Security Evaluation Operations

Run security tasks as repeatable evaluations, review failures, and widen the investigation in analytics.

Use this recipe when you already know what should be tested and need a repeatable pass/fail run. The short version is: choose the right task or dataset, launch in the right scope, inspect one failing sample, then widen into analytics only if the failure looks systemic.

  • you need repeatable security verification instead of one transcript
  • you already have a Security Task or a Dataset
  • you want a clean path from one failing sample to traces and analytics
  • the correct workspace and project
  • a task or a dataset-backed manifest
  • a clear idea of whether you are checking product behavior, environment setup, or both
Use this inputWhen it is the primary driver
taskyou need the right environment and verification logic
datasetyou need pinned per-sample rows and each row already carries its own task_name

Choose the task when the environment and verifier are the main thing you care about. Choose the dataset when the sample set itself is the main thing you care about and each row already names the task to run.

2. Launch the evaluation in the right scope

Section titled “2. Launch the evaluation in the right scope”

From the CLI:

Terminal window
dn evaluation create regression-check \
--task corp-recon \
--model openai/gpt-4.1-mini \
--concurrency 4 \
--wait

Or from the TUI:

Terminal window
dreadnode
# 1. switch to the target workspace with /workspace <key>
# 2. press Ctrl+E to open evaluations
# 3. submit the evaluation against the chosen task or dataset

Keep workspace and project selection explicit. The same scope determines what you will see later in /tui/evaluations/, traces, and /platform/agents/.

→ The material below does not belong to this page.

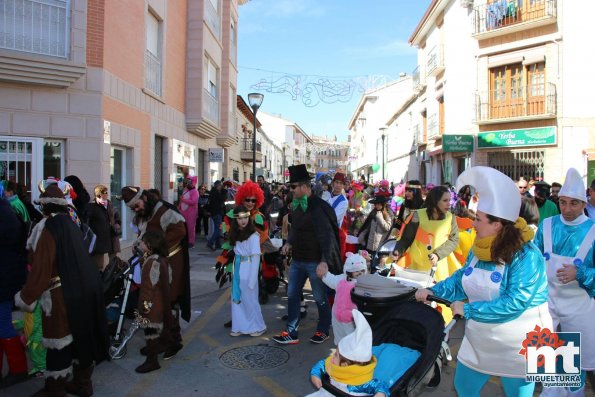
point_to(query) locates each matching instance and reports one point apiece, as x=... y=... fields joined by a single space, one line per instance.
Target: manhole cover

For dataset-backed hosted runs from the CLI, use --file evaluation.yaml rather than trying to encode rows as flags.

3. Inspect one representative failure while the run is live

Section titled “3. Inspect one representative failure while the run is live”

Do not jump straight to broad analytics. First look at one sample:

Terminal window
dn evaluation wait 9ab81fc1
dn evaluation list-samples 9ab81fc1 --status failed
dn evaluation get-sample 9ab81fc1/75e4914f
dn evaluation get-transcript 9ab81fc1/75e4914f

Focus on:

  • pass rate versus failure rate
  • verification failures versus infrastructure or runtime errors
  • whether several failing samples are actually the same bug pattern

4. Escalate that sample into transcript and trace review

Section titled “4. Escalate that sample into transcript and trace review”

For one suspicious sample:

  • use the transcript to confirm what the agent actually did
  • use trace surfaces if the issue looks like tool use, environment state, or timing
  • keep workspace and project context identical between the evaluation and trace lookup

This is the step that prevents analytics from turning into an unfocused warehouse search.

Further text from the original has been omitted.